You’ve learnt to trust your inner voice of reason to guide you to act justly and appropriately, but when the voice of reason fades into the background, when it whispers too softly and when we simply don’t listen: “Stop arguing! What is going on here?! Share with Billy and play nice now…” It is safe to say that we have all experienced this kind of quick, uncomplicated and effective dispute resolution. It is dispute resolution of this kind that the alternatives to traditional litigation, sets out to be.
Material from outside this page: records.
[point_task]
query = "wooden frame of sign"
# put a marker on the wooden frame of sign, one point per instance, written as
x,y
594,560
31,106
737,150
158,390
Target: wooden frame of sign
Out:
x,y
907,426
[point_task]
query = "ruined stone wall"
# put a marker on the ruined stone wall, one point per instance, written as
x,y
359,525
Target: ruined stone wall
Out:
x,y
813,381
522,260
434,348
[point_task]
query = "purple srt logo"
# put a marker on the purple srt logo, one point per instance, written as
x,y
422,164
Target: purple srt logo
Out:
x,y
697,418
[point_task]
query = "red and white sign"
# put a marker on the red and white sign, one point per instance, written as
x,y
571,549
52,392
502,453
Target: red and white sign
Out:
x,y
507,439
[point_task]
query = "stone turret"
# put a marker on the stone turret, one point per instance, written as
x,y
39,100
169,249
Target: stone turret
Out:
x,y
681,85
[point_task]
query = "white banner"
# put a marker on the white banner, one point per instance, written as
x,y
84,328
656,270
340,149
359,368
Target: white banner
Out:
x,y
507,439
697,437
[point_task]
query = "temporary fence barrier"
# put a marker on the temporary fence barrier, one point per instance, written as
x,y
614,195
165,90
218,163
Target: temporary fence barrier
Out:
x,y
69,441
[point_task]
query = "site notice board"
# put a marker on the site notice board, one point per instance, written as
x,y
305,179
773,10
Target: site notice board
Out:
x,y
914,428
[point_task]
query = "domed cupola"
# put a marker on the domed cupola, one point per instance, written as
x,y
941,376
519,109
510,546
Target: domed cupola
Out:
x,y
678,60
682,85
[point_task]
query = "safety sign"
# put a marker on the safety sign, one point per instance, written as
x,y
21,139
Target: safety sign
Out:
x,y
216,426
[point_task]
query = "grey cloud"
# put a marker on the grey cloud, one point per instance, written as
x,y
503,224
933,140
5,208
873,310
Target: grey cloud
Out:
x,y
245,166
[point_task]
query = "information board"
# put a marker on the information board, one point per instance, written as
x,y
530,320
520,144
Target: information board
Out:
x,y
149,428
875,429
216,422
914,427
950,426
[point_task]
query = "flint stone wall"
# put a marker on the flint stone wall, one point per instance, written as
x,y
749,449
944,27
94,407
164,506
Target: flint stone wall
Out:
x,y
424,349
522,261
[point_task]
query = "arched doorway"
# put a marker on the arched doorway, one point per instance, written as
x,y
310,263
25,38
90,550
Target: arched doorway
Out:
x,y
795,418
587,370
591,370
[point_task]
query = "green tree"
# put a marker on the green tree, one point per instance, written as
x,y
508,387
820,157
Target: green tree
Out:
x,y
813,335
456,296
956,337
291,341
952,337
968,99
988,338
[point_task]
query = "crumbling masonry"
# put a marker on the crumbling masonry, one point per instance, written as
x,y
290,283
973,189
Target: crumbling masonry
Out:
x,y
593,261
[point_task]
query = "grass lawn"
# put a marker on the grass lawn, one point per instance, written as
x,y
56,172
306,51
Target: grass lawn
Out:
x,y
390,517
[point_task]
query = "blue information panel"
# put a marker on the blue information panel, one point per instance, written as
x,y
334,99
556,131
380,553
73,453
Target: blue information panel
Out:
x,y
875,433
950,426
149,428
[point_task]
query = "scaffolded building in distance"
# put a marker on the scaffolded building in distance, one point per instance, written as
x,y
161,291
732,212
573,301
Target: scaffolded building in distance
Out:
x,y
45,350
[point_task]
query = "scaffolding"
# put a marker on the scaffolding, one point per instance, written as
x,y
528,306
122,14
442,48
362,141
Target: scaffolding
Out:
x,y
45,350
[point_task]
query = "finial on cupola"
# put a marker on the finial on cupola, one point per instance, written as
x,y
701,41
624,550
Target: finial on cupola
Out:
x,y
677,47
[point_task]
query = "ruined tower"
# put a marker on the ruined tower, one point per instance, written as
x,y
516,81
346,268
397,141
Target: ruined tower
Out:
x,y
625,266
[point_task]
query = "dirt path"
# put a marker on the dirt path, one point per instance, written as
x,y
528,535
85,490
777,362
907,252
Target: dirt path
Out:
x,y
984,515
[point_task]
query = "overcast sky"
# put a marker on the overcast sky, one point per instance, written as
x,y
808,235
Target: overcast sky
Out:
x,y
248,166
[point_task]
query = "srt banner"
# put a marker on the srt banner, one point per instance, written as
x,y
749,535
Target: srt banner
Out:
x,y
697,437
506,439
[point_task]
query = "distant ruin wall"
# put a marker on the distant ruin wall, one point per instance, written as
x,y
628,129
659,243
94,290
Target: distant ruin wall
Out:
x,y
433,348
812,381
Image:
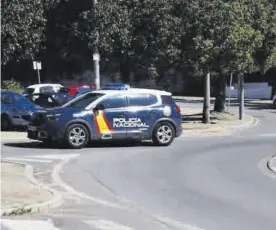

Traditional litigation (as a form of commercial dispute resolution) is run strictly in accordance with a formal process. Codified Rules of Court define the parameters of the game and when the long-awaited day for your case to be heard finally arrives, the Magistrate or Judge, wearing a brightly coloured robe, is looking down from his bench at your attorney or advocate as they bow when he enters the room. That about sums up traditional litigation. What are the alternatives?


Since 2014 and after an amendment to the Magistrates Court Rules, a party may refer a dispute to mediation prior to commencement of litigation, or after commencement of litigation, in accordance with the Magistrate Court Rules. This mechanism of mediation via the Court Rules is in an experimental phase and currently being implemented in certain provinces only, but will most likely see full implementation in the near future.

Mediation is a form of facilitated negotiation whereby a mediator assists the parties to resolve their dispute by facilitating discussions between them, assisting them in identifying issues, clarifying priorities, exploring areas of compromise and generating options in an attempt to resolve the dispute.

The ultimate purpose of mediation is to facilitate a settlement between the parties, which they reach by agreement. Participation is voluntary and the process confidential. The mediator plays the role of the diplomat and does not make any findings of fact or in law.

Mediation makes the most sense when it is initiated prior to litigation, with a view to avoid litigation altogether. But even if you have already crossed swords with a litigious adversary, you may still have a remedy in mediation. In terms of the mediation mechanism provided for in the Court Rules, when parties have mediated a dispute which is already the subject of litigation, their agreement may be made an order of court by agreement between the parties. In other words, the mediated agreement becomes binding and enforceable in the same way as an order of court.


Arbitration is an agreed dispute resolution process governed by the Arbitration Act 42 of 1965. The parties will agree that, in the event of any dispute arising between them, or a dispute of a certain nature arising, then an independent third party will adjudicate their dispute.

A prerequisite for arbitration is a written arbitration agreement, which may be entered into when a dispute arises, or take the form of a clause dealing specifically with arbitration of disputes which is incorporated in a commercial agreement. The parties will agree the procedure for referral of any disputes to arbitration and on the method of appointing an arbitrator. As an alternative, they may agree to an independent body to appoint an arbitrator for them. Typically, the parties will agree to a body of independent arbitrators, such as the Arbitration Foundation of Southern Africa (AFSA), to administer the arbitration and to a set of arbitration rules to govern the arbitration process. Matrimonial matters and matters related to status may not be submitted for arbitration.
Benefits of arbitration include:

  1. Arbitration is consensual and once agreed to a party cannot unilaterally withdraw from the proceedings;
  2. The parties have the benefit of choosing and agreeing to an arbitrator, this is especially beneficial if the dispute is of a technical nature and when it will be helpful if the arbitrator has certain expertise;
  3. Unless the parties have agreed on a procedure for appeal, the arbitration award is final and binding;
  4. The arbitration award may be made an order of court, which means it can be enforced in the same way as a court order; and
  5. The arbitration proceedings are confidential, however, if the arbitration award is made an order of court, it will become public record.

Arbitration is essentially a form of privatised litigation. The parties to the dispute will bear all the costs relating to the proceedings, which typically include the arbitrator’s fee, venue hire, recording of the proceedings, and an administration fee if an independent body such as AFSA were utilised to administer the arbitration. This fact has given arbitration the reputation to be more expensive than traditional litigation, however, since the parties to arbitration proceedings have defined their disputes and have agreed to a suitable arbitrator, disputes referred to arbitration are typically resolved much more conveniently and expeditiously than in ordinary litigation. For these reasons arbitration has become the preferred method to expeditiously resolve commercial disputes.


Alternative dispute resolution mechanisms hold the potential to lead to a desired outcome for a prospective litigant, without the investment in time, money and the anxiety that traditionally accompanies litigation. For these reasons mediation and arbitration as forms of alternative dispute resolution are good alternatives to litigation, although our courts are, and will always remain, the gatekeepers of justice and in many cases the most suitable forum for dispute resolution.